Dubbed Microsoft Navision 4.0, the software is aimed at strengthening the company's position in the business application market targeting small and medium-sized businesses (SMBs). Microsoft has been trying to carve a niche in the category over the past few years, investing $US2.4 billion to enter the market with its buy of Navision and US midmarket business application provider, Great Plains Software.
The Navision 4.0 release includes financial, manufacturing, customer management, supply chain, analytics and e-commerce data tools and offers users a new interface modeled after Microsoft's Office Outlook 2003. The main change in the suite is its tighter integration with Microsoft's technology stack.
"To a large extent integration with Microsoft is what the release of 4.0 is about," business manager for Microsoft Business Solutions Navision, Jen Silleman, said.
For example, Excel was used as a viewer for the business analytics graphing tools, Silleman said, and new notification services were built on Microsoft's SQL Server.
The update is also aimed at connecting partners and customers, offering an Extensible Markup Language (XML) port so customers can customise the software for document exchange.
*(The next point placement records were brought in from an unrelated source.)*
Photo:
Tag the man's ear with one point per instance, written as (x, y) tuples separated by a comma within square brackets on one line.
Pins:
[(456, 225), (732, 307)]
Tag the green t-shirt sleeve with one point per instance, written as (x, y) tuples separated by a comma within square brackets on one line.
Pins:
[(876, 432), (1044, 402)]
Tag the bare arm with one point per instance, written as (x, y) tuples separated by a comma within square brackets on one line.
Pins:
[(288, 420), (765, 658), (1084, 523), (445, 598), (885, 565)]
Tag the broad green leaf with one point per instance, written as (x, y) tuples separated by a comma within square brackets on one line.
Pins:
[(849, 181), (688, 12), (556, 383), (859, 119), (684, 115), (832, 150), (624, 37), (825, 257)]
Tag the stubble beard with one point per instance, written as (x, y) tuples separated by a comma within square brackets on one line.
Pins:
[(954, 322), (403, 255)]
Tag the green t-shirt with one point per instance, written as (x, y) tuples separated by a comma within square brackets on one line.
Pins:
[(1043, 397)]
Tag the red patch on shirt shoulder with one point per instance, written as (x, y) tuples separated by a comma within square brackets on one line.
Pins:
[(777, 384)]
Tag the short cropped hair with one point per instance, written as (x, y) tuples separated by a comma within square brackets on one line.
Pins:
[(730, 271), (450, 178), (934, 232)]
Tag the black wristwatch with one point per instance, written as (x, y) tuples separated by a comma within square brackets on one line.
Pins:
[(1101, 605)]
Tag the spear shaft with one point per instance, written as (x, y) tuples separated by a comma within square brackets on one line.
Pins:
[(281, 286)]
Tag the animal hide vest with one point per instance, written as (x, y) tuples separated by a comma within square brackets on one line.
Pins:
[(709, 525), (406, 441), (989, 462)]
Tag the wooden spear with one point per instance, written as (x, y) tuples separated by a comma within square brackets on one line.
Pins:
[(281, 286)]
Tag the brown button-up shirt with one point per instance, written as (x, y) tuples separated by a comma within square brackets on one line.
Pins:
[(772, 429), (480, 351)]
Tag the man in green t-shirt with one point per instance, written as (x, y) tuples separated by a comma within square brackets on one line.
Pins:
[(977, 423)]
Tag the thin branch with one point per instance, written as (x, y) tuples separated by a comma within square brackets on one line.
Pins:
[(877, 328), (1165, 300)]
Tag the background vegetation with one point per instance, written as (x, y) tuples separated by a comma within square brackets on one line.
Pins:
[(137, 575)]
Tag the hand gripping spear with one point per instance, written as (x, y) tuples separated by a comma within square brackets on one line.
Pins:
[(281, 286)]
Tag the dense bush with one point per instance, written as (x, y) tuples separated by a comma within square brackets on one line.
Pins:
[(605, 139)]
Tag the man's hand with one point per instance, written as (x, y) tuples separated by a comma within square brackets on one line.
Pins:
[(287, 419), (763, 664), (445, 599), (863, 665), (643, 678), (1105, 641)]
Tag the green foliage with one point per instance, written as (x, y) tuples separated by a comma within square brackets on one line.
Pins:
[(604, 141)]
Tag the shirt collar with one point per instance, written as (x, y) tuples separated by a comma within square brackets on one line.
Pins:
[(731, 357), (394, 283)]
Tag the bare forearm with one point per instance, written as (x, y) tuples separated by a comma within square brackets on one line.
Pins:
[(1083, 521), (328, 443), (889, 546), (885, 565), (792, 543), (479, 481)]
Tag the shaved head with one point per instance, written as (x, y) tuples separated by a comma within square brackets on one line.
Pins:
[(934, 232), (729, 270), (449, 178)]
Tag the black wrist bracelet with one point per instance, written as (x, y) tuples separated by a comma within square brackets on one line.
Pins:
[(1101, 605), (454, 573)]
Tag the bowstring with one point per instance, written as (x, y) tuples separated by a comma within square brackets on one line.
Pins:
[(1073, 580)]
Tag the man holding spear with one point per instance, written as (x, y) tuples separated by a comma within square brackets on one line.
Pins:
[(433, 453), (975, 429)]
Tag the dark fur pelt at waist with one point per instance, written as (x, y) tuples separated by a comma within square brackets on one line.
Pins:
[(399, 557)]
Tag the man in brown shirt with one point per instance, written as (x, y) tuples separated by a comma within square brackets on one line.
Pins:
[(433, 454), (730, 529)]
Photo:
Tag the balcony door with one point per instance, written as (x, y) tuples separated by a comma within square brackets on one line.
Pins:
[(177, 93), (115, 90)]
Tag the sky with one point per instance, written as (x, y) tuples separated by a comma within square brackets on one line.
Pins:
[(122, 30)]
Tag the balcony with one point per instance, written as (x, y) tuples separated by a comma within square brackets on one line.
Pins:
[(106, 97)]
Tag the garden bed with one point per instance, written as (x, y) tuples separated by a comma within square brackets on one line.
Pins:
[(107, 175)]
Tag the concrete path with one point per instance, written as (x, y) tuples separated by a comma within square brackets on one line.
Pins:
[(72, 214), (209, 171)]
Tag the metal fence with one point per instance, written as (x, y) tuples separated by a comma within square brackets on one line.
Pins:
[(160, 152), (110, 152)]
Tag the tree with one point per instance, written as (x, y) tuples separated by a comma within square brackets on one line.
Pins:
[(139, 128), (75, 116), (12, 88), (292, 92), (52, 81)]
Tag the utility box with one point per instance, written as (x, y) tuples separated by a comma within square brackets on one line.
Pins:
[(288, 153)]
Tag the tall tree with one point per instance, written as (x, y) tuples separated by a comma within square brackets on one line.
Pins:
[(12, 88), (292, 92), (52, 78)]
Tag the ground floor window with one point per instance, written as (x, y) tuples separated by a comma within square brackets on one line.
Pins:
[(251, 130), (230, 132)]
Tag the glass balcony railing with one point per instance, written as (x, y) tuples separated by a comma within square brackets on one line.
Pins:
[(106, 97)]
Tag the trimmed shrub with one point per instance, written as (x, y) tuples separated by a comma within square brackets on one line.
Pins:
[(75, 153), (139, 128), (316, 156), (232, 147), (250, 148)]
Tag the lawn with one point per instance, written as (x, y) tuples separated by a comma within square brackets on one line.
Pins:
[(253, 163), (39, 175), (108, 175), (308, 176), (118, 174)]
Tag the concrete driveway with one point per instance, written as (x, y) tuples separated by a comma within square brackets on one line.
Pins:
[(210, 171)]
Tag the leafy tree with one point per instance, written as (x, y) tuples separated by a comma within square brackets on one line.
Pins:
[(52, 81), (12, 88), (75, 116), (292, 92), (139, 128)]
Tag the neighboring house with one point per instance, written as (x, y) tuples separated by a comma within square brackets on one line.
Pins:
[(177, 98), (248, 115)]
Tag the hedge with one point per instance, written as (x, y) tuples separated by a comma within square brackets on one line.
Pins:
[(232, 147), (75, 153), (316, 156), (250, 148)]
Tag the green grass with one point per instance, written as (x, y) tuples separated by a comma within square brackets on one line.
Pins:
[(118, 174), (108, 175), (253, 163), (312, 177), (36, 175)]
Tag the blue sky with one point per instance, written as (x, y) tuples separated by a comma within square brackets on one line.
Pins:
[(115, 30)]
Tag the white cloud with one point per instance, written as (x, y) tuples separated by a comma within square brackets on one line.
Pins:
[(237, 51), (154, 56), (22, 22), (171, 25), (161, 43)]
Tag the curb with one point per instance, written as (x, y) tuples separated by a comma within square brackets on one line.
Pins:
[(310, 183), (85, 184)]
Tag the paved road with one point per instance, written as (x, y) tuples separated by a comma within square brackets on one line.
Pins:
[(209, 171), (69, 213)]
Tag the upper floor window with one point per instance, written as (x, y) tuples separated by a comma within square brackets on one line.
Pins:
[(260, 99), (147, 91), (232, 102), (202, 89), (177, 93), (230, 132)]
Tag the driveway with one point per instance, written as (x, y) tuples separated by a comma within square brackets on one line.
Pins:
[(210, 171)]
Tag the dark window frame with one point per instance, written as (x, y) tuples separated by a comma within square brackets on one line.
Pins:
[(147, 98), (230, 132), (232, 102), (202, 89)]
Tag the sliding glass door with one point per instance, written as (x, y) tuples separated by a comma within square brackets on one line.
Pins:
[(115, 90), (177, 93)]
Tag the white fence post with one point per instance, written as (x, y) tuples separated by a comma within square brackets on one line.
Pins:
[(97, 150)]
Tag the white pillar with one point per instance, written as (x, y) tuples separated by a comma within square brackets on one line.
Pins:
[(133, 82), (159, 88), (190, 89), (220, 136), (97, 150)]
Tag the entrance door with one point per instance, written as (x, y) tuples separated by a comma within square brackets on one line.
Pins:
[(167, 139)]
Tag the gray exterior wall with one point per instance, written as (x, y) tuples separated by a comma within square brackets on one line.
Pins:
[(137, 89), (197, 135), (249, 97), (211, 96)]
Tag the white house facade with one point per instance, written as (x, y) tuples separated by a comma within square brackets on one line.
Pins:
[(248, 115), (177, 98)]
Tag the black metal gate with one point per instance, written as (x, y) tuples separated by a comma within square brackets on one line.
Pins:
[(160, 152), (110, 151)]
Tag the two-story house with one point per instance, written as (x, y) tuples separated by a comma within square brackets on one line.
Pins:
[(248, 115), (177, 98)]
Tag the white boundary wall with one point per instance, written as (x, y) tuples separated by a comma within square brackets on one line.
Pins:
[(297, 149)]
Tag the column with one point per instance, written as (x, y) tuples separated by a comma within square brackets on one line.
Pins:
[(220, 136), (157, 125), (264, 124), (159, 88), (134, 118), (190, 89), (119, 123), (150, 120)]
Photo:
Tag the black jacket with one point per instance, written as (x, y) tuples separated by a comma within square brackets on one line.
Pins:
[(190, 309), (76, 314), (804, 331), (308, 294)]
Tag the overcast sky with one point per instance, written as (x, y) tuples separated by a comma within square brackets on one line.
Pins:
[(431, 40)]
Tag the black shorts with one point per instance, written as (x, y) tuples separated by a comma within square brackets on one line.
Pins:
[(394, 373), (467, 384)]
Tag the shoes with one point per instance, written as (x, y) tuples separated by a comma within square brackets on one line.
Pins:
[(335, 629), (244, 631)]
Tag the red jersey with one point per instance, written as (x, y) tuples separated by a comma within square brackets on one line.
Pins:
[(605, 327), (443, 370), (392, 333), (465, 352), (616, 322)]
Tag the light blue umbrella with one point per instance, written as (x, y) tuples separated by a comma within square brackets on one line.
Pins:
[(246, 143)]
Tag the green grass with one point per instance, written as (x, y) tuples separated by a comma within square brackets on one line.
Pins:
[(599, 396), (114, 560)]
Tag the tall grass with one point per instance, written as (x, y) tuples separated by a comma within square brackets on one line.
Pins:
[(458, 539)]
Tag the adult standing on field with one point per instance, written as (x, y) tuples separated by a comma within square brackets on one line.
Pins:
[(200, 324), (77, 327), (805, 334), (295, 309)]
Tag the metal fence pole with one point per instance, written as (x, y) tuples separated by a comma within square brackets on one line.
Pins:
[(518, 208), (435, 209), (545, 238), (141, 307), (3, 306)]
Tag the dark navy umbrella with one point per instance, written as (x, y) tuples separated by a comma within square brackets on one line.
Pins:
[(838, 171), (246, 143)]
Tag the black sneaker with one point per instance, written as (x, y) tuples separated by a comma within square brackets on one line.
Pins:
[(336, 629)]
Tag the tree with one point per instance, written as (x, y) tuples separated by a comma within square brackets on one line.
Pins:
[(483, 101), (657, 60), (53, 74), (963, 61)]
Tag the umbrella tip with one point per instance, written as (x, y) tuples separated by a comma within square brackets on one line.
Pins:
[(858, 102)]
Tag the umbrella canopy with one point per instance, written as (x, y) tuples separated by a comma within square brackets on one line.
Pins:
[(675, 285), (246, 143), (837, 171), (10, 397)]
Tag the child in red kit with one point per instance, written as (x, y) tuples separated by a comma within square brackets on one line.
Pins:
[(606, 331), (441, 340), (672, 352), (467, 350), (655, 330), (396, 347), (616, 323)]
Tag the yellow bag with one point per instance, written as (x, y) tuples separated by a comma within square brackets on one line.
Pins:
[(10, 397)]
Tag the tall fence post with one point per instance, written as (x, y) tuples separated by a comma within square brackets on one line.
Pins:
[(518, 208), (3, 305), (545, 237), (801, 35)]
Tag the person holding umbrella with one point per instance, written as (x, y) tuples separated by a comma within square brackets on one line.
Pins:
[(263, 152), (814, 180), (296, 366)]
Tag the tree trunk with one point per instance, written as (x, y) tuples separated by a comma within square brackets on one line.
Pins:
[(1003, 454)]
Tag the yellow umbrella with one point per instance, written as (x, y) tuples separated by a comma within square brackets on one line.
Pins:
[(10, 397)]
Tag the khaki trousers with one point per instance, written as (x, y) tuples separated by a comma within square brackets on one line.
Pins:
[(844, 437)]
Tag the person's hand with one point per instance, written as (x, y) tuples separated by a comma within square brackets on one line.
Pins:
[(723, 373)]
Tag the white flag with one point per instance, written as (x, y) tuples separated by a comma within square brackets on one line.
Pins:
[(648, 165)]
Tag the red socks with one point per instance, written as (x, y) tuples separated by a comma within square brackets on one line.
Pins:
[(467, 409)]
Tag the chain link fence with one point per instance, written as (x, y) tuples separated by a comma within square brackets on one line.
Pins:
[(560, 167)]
The suite is aimed at companies' inventory, manufacturing and business services needs, and although it is for SMBs, Microsoft is also pushing it for subsidiaries and divisions or branch offices of larger companies.
"A lot of the needs of small businesses are the same as the needs in big business," Silleman said.
However, Microsoft has been adamant that it is not setting its sights on the enterprise market dominated by the likes of SAP AG and Oracle.
The SMB market is highly fragmented, with one or two leading players in each country or region, according to RedMonk analyst, James Governor.
With no global leader and an estimated 40 million small business and 600,000 midsized companies worldwide, Microsoft predicts enormous market potential. It has said that it is investing $US10 billion in its SMB efforts over the next five years, in addition to $US1.7 billion for its partners program and $US850 million for the Microsoft Business Solutions group in fiscal 2005.
"We truly believe that we have a huge potential in that marketplace," Silleman said.
The new software will be released in Australia in the first quarter of next year.